The utilization of plant tissue culture technology to produce and prepare secondary metabolites of medicinal plants is a key strategy for the sustainable development and utilization of Chinese herbal medicine resources. Primarily, the construction of a genetic transformation system using this technology is a basis for genetic transformation of medicinal plants. Commonly used receptors include embryogenic callus, suspension cells, and protoplasts. Among these, callus has a high transformation efficiency and a fast growth rate, which makes it an excellent choice for rapid verification of gene function (Zhang et al., 2023). Additionally, this technology is not limited by time and space, since a large number of seedlings can be produced in limited space. This approach protects plants from plant viruses and maintains their desired traits. Moreover, the rapid propagation of plants using this technology allows for the extraction of more secondary metabolites for scientific research or clinical purposes (Guo et al., 2016). Therefore, it is of great importance to establish a stable and efficient callus regeneration system for the study of genetic transformation and the sustainable utilization of resources.

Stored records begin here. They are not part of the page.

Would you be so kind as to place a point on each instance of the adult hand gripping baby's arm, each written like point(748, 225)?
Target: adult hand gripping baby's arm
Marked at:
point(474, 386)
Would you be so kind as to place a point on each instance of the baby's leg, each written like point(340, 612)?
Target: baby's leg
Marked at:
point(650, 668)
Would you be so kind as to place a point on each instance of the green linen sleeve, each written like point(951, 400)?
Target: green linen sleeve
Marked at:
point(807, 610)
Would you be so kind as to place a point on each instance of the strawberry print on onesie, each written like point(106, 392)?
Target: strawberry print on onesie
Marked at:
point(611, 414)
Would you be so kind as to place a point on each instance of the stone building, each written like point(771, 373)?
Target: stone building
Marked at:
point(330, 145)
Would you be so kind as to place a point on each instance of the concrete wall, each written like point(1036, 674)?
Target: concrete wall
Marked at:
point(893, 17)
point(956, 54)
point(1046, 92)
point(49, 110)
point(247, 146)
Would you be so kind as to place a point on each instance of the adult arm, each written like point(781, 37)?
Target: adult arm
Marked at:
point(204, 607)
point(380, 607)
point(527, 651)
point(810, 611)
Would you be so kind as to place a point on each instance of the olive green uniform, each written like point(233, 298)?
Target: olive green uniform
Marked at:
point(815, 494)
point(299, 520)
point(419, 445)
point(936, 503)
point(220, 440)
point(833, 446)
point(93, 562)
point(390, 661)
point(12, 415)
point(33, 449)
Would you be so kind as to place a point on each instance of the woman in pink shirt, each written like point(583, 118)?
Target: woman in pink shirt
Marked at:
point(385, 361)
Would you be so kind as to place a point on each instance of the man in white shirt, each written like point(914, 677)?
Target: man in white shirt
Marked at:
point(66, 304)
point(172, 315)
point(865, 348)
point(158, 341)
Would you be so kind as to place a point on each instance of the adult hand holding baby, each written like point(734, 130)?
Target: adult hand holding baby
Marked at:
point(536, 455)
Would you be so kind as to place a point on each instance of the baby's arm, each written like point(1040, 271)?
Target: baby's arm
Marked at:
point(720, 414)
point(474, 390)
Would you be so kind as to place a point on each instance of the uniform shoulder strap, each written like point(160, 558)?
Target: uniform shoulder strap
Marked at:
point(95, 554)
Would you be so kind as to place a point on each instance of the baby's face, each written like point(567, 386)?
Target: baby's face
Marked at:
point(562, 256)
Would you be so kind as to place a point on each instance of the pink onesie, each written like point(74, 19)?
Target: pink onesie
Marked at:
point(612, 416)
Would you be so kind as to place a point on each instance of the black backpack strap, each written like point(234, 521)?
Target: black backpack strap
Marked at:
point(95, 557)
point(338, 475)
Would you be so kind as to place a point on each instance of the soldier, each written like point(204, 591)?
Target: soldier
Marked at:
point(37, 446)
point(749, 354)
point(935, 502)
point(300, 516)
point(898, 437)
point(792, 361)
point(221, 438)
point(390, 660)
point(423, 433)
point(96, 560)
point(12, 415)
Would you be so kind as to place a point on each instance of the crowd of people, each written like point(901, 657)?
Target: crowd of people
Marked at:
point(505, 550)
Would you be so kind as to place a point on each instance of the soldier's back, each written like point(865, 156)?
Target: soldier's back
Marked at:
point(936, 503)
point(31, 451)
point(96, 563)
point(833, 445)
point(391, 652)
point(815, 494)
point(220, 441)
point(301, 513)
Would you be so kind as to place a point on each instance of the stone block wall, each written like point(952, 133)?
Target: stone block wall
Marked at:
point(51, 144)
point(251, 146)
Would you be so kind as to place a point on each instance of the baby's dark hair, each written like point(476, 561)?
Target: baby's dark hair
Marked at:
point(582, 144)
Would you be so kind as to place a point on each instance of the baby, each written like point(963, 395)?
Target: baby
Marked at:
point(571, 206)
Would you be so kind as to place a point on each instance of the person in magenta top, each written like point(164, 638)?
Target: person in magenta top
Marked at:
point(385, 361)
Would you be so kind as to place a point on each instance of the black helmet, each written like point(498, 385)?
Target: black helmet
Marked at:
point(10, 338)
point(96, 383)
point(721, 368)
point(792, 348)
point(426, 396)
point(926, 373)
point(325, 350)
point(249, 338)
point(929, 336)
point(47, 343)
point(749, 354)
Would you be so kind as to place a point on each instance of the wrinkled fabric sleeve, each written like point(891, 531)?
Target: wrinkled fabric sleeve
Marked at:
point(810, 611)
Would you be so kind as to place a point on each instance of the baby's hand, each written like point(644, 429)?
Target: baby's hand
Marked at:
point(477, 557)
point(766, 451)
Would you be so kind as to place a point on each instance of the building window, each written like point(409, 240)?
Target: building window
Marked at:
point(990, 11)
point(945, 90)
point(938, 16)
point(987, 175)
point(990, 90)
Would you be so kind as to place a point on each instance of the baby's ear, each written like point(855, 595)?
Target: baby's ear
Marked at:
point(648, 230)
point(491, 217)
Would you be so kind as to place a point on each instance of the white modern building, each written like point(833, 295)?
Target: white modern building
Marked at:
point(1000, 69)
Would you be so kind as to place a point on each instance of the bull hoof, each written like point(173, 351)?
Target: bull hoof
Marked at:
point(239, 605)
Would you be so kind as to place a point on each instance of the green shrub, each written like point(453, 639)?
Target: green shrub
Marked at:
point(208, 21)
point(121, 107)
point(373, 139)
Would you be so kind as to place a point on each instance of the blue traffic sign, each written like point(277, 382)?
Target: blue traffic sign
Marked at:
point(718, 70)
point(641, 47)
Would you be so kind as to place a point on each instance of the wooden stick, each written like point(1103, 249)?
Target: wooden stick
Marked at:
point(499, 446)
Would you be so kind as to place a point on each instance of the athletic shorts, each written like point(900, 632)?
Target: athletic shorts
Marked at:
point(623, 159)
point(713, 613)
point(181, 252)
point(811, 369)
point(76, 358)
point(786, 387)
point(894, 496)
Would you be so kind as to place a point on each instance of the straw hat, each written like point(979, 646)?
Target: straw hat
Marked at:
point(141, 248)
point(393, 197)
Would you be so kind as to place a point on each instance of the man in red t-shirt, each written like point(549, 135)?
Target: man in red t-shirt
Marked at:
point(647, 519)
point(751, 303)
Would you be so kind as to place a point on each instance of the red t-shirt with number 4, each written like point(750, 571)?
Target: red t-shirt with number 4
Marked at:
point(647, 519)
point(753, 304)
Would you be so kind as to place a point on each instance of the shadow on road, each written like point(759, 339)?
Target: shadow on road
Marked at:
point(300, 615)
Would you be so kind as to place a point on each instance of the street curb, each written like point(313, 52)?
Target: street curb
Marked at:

Research on the tissue culture regeneration system of P. praeruptorum is still in its infancy (Wu, 2017; Li, 2022). The present study sets out to address two fundamental questions. Firstly, it seeks to ascertain whether coumarin production is accompanied by root or leaf differentiation. Secondly, it aims to identify the genes in the phenylpropane synthesis pathway that are most critical for coumarin synthesis. The prevailing view is that coumarin is distributed through the roots and transported upwards in the prehensile. However, the hypothesis put forward in this study is that coumarin is synthesized in situ in a variety of tissues. Furthermore, we hypothesize that the key determinants of coumarin content are downstream genes such as C2’H, rather than upstream genes such as PAL. The establishment of a successful regeneration system will facilitate a deeper understanding of these issues, which will in turn contribute to the controlled production of coumarin in an artificial environment.

2 Materials and methods

2.1 Induction of callus

We cut 1 cm long segments of leaves, stems, and roots of P. praeruptorum and treated them with a 75% ethanol solution for 30 s followed by a 0.1% HgCl₂ disinfection solution for 10 min. Plant material was then inoculated within Murashige and Skoog (MS) medium supplemented at 5 different concentrations of 2,4-D (0, 0.5, 1.0 mg/L) and 6-BA (0, 0.5, 1.0 mg/L). Each dish was inoculated with 7 explants, including 5 dishes in each group. After 14 d, the callus induction was observed and the callus induction rate for each group was calculated.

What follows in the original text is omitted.